Location:
MUNICIPAL OFFICIALS AND EMPLOYEES; RECALL;
Scope:
Connecticut laws/regulations; Background;

OLR Research Report


September 28, 2012

 

2012-R-0454

RECALL OF MUNICIPAL ELECTED OFFICIALS

By: Kristin Sullivan, Principal Analyst

You asked whether Connecticut municipalities may recall municipal elected officials and if not, whether the Generally Assembly considered legislation during the last 10 years authorizing them to do so.

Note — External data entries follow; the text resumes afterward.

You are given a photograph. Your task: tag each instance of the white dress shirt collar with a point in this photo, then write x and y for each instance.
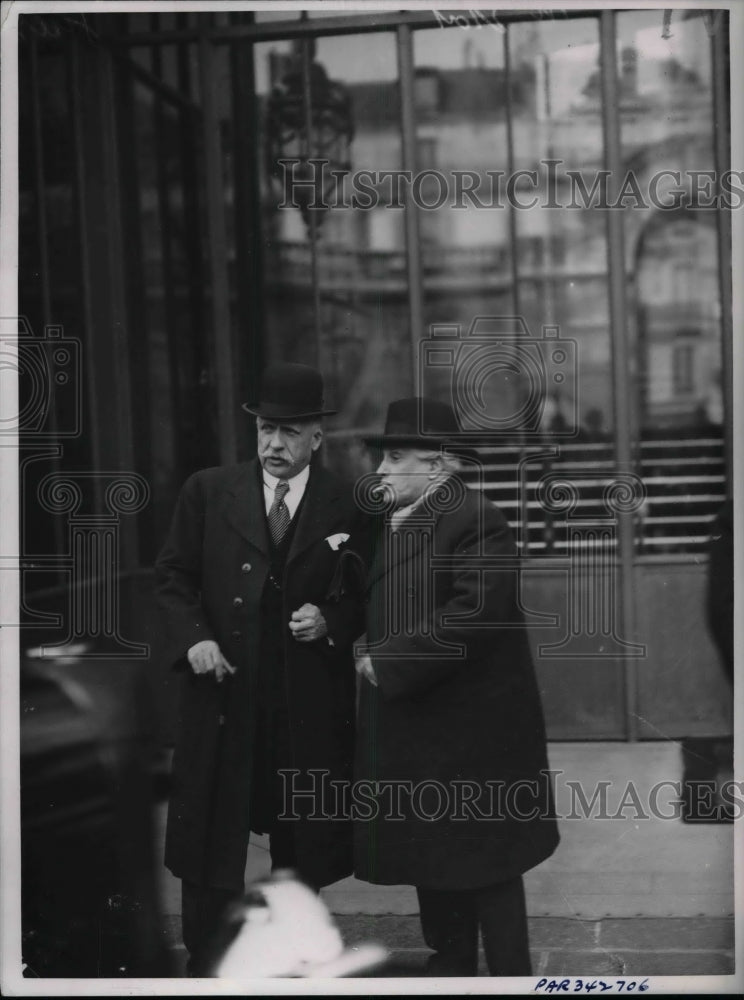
(297, 485)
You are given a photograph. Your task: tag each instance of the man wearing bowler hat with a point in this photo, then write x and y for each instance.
(450, 724)
(264, 649)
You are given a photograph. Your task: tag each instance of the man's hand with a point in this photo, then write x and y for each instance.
(205, 658)
(308, 624)
(364, 668)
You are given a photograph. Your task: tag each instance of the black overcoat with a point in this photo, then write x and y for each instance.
(453, 737)
(211, 573)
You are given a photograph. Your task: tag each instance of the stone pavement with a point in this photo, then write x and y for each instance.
(634, 895)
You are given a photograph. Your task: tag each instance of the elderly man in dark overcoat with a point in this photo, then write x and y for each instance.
(451, 735)
(263, 643)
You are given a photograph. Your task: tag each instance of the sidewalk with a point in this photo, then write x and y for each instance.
(622, 896)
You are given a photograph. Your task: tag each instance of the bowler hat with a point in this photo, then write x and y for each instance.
(417, 421)
(290, 392)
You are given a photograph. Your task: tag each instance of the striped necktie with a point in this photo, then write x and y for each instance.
(278, 515)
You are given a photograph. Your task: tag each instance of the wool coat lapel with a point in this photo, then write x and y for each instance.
(244, 506)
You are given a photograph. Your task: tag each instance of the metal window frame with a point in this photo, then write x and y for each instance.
(403, 24)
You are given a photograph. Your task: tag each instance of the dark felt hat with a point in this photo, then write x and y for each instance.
(417, 421)
(290, 392)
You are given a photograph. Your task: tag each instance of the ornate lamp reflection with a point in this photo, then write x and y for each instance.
(308, 120)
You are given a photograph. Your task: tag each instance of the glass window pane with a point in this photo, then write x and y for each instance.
(364, 339)
(561, 251)
(674, 298)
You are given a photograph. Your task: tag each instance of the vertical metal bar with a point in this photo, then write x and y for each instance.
(164, 219)
(81, 186)
(307, 110)
(522, 388)
(722, 161)
(621, 381)
(224, 390)
(512, 212)
(410, 163)
(248, 245)
(118, 316)
(41, 215)
(59, 527)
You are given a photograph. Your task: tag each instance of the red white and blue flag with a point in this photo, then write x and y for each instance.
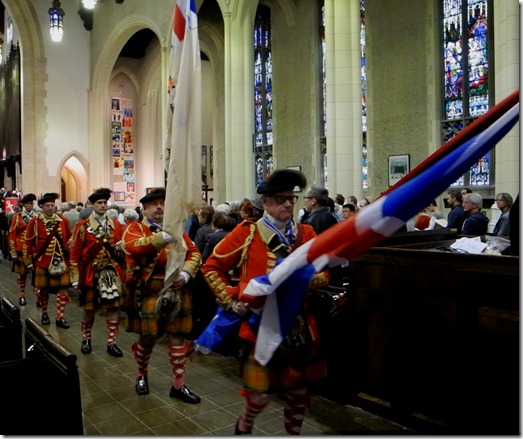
(183, 190)
(348, 239)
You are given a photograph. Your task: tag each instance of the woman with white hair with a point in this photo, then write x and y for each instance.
(130, 215)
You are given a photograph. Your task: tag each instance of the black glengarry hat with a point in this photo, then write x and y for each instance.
(29, 198)
(153, 194)
(102, 193)
(48, 197)
(282, 180)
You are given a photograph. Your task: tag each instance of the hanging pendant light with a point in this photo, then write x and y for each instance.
(56, 15)
(89, 4)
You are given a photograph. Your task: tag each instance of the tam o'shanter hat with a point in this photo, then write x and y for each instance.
(48, 197)
(29, 198)
(102, 193)
(153, 194)
(282, 180)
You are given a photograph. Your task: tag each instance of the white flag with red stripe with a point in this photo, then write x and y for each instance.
(183, 191)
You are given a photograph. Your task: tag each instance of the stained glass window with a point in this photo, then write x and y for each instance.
(262, 94)
(323, 136)
(363, 95)
(466, 35)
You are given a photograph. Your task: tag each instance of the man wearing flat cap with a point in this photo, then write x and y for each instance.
(45, 253)
(146, 248)
(15, 238)
(95, 270)
(255, 248)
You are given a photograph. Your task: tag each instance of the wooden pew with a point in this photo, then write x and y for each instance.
(11, 346)
(436, 334)
(41, 393)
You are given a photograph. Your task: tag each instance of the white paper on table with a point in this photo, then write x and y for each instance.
(470, 245)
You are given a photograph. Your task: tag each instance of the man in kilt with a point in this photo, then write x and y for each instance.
(95, 270)
(254, 248)
(146, 248)
(15, 238)
(45, 253)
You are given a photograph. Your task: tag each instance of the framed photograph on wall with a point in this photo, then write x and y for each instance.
(295, 168)
(399, 166)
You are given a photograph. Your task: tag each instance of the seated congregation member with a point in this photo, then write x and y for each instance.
(317, 204)
(146, 248)
(95, 270)
(504, 202)
(254, 248)
(348, 210)
(456, 215)
(476, 223)
(205, 218)
(45, 253)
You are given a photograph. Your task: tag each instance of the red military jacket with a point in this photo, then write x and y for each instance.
(16, 232)
(89, 253)
(246, 248)
(147, 251)
(36, 235)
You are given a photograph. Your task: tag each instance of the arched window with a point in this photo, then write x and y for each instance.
(467, 36)
(262, 94)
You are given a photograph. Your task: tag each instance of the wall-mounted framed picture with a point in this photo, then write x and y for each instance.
(399, 166)
(295, 168)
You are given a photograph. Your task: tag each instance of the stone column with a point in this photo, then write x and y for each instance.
(344, 126)
(238, 17)
(506, 65)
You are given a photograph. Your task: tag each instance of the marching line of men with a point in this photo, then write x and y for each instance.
(113, 267)
(110, 267)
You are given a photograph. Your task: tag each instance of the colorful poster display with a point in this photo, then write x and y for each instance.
(123, 151)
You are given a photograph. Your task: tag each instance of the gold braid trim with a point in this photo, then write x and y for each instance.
(246, 245)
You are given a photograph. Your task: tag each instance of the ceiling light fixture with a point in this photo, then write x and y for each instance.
(56, 26)
(89, 4)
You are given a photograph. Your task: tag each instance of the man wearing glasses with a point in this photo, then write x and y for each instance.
(255, 248)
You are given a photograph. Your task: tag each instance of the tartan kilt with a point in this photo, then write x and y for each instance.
(143, 321)
(42, 279)
(89, 299)
(287, 369)
(19, 267)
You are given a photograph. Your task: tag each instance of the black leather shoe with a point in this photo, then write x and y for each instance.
(62, 324)
(45, 319)
(237, 431)
(114, 350)
(185, 395)
(142, 387)
(86, 346)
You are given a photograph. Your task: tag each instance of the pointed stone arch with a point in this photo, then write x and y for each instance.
(74, 171)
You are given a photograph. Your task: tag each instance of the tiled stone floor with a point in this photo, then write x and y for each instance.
(111, 407)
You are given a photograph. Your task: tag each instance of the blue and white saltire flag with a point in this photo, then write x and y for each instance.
(380, 219)
(182, 154)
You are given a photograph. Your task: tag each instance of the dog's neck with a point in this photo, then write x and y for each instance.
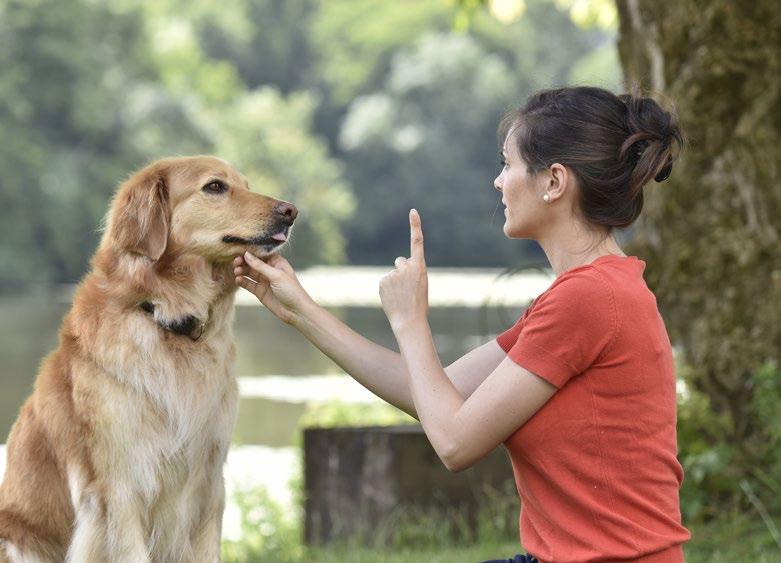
(190, 325)
(186, 294)
(191, 296)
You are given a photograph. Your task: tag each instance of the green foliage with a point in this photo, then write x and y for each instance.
(714, 465)
(356, 40)
(403, 155)
(326, 415)
(269, 533)
(710, 235)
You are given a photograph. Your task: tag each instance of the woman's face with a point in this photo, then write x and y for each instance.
(522, 194)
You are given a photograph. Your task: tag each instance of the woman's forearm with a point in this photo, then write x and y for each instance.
(380, 370)
(434, 396)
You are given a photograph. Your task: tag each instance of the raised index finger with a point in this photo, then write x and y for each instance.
(416, 235)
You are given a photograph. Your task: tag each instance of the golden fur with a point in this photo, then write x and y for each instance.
(117, 456)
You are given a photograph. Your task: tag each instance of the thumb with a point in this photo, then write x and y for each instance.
(260, 266)
(278, 262)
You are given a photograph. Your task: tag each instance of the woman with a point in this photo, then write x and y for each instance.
(581, 390)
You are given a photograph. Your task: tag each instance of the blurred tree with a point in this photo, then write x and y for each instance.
(91, 91)
(65, 101)
(427, 140)
(712, 234)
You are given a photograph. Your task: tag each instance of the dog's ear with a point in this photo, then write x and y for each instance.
(140, 215)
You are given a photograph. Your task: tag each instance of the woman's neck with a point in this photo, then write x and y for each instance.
(577, 247)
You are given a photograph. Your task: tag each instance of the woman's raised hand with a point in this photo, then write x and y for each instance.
(273, 282)
(404, 291)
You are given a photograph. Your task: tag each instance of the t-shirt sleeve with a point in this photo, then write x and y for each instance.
(566, 330)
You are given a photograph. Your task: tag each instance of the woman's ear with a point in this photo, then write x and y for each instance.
(558, 180)
(140, 215)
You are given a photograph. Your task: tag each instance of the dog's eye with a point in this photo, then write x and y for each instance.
(215, 187)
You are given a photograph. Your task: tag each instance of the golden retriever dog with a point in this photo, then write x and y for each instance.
(117, 456)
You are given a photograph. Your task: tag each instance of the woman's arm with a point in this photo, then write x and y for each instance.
(380, 370)
(461, 431)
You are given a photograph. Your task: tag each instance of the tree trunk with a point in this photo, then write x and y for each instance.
(712, 234)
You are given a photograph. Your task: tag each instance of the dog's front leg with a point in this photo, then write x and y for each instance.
(107, 530)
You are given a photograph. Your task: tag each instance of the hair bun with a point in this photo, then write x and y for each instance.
(657, 137)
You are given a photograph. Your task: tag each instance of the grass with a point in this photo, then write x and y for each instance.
(273, 535)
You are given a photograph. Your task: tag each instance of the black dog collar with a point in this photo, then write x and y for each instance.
(190, 325)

The state Supreme Court ruled in Simons v. Canty (195 Conn. 524 (1985)) that municipalities do not have the authority to recall—a procedure under which elected officials can be removed from office at an election called for this purpose by a specified number of voters. Specifically, the court found that municipalities lack recall authority because (1) under the state Constitution's home rule provision (Art. X, 1), they have only those powers expressly granted to them by the General Assembly; (2) the General Assembly has not enacted legislation conferring such authority; and (3) the authority is not implied in other municipal powers. However, five Connecticut municipalities (Bristol, Milford, New Haven, Stratford, and Westport) have recall authority, granted by special act before the enactment of the state Constitution's home rule provision.

Since 2003, the General Assembly has considered 12 bills authorizing municipalities to recall certain municipal elected officials. Of these, five were voted out of committee but died on the calendar (sHB 5698 (2002); HB 5092 (2003); sHB 6242 (2007); sHB 5894 (2008); and sHB 5827 (2009)).